Comentário deixado em 05/18/2020
Dot Huxman

Vamos discutir o Frankenstein que dá um soco no pau na sala.

Este é um livro de histórias sobre o deus monstro Ithaqua, o Wendigo, a coisa que andava com o vento. A foto favorita de minha esposa é essa da primeira edição de Guia de Campo de S. Petersen para os Monstros de Cthulhu. . .



. . . embora a segunda edição tenha uma boa, Wayne Barlowe sentir.



Então, chega de arte. Vamos para o Frankenstein, que dá um soco no pau.

Imagine que você ama um monstro. Digamos que o monstro de Frankenstein, a quem chamarei de Frankenstein, porque, diabos, é o nome do pai dele. Digamos que Frankie tenha uma maneira muito específica de matar vítimas: dar um soco no pau.

Isso é legal. Em isolamento.

Imagine pegar um livro de histórias de Frankenstein. Você lê as histórias originais, fica empolgado com a revelação clássica do soco no pau e se acomoda a longo prazo.

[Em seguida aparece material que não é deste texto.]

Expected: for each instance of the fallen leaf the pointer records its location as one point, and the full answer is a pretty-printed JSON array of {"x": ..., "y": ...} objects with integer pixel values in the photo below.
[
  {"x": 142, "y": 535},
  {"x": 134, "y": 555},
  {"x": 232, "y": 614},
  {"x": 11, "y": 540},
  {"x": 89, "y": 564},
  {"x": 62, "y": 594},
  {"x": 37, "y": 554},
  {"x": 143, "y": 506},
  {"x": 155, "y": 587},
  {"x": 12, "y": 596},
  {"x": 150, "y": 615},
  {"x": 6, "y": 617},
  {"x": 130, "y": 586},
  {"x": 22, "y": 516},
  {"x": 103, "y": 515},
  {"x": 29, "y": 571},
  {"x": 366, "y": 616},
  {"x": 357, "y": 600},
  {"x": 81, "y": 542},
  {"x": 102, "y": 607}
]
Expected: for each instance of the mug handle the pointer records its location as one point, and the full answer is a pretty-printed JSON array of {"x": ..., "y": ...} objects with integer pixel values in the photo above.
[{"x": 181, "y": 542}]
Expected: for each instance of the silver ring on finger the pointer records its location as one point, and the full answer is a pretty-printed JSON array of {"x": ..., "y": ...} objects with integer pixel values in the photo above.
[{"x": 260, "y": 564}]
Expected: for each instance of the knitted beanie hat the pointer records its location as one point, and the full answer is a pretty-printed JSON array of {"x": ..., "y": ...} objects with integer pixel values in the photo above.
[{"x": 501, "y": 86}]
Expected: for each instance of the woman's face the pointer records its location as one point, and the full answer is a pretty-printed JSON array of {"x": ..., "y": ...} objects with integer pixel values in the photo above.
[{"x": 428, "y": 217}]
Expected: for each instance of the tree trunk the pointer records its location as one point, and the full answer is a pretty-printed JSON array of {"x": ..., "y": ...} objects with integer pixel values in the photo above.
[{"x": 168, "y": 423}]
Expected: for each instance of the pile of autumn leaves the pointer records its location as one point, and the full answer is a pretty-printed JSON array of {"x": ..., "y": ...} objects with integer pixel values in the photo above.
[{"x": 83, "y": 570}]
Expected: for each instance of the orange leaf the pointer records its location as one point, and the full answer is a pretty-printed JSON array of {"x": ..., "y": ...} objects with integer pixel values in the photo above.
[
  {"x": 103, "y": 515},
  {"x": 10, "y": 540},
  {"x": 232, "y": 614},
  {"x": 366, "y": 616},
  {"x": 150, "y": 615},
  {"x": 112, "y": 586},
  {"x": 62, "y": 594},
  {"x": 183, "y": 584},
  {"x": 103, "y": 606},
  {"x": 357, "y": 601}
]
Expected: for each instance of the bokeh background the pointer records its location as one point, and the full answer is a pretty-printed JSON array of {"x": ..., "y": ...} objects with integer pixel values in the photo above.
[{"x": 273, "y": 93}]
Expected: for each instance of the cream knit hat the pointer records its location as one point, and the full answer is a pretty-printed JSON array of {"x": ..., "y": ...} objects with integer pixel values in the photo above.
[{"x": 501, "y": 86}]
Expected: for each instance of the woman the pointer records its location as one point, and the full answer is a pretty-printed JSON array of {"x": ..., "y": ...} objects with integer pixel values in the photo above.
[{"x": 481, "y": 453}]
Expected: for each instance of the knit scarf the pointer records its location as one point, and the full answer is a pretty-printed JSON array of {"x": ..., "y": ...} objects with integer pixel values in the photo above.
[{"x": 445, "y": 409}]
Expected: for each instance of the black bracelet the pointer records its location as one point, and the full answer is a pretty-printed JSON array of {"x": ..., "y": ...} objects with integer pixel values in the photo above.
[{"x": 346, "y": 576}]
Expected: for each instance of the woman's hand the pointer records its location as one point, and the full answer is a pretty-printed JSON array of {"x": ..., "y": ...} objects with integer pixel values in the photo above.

Então . . . o padrão emerge.

Toda história. . . toda história . . . segue a fórmula de "A pessoa encontra Frankenstein, as coisas acontecem, Frankenstein dá um soco na pessoa". Não importa o quão espirituoso seja o comentário do editor Robert M. Price é entre histórias, você sabe onde tudo vai acabar. Mais cedo ou mais tarde, Frankenstein vai dar um soco em alguém.

Exceto por uma história em que Frankenstein entra em uma briga de cães na 1ª Guerra Mundial, dê um soco depois que voltará ao soco no pau.

As histórias são tecnicamente boas; eles apenas ficam meio iguais. Por outro lado, seu volume irmão O Ciclo de Tsathoggua parece muito mais variado para mim.

Eu amo os wendigos. Eles são uma parte essencial da construção do mundo em meu livro Assassinato com monstros. Eu só preciso deles abalados um pouco de vez em quando.

Ainda assim, como comida reconfortante, espalhada o suficiente, às vezes você só quer sentar em uma noite nublada quando o vento está uivando e ler sobre Frankenstein dando um soco em alguém.
Comentário deixado em 05/18/2020
Yonatan Karcich

Não importa quantas dessas coleções do Call of Cthulhu eu li, sempre há algumas histórias muito melhores do que outras, o que ocorre em qualquer antologia. Nesta coleção, há um total de 14 histórias (mais uma introdução pelo editor e comentários do editor antes de cada história).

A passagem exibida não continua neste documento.